You heard me right. Kelly, Donna, Brandon. Smoldering Dylan. Mr. and Mrs. Walsh. The Beach House.

I started watching the show when my oldest daughter was fifteen and she wanted me to watch it with her. Anything to bond with a teenager. In a few months, she’d grown tired of it and I was hooked. Of course it’s fiction, crap soap opera-ish tv, but I envied them their friendships, their urban family. I still do. Same with Sex and the City. That tight intimacy of I’m-always-there-for-you friends. Their midnight calls to each other, Sunday brunches, the arguments and tear-filled reunions; swimming through the big sea of life. Together

I long for that kind of community. I always have. Though never more than now, when I feel alone and isolated so often. I’ve had quasi-groups. A work community I was never quite a part of. Church groups where I clearly didn’t belong. I tried PTA when my kids were in school. It fit about like a shoe two sizes too small. Even in my spiritual community, I more often feel like an outsider, than one who truly belongs.

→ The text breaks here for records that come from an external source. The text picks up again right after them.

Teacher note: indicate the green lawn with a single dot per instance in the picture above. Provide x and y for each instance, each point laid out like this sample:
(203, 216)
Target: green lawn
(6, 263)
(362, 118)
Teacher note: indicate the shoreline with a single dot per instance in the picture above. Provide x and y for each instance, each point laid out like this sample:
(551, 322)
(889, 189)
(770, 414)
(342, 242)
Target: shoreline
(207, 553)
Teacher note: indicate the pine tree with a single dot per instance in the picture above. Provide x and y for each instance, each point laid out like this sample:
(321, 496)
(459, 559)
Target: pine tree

I read people’s blogs who seem to have everything anyone could want: meaningful work, a family their life revolves around, garden, art, friends, community. A sense--an actual fact of--belonging.

Ugh.

I keep trying to make meaning out of this time in my life. When I face each day as a long highway with no stops, nothing to do, see, accomplish. Nowhere to be. No one in the car for the journey. I keep thinking there must be some reason why now, at a time when one would think I’d need it most, I am so un-peopled.

Nothing to do, but be. A serious spiritual opportunity here, I know. And I do better with it some days than others. Some days, I welcome it. Some days I nearly throw my arms around it, pull it to me, and embrace it. It's just that today isn't one of those days.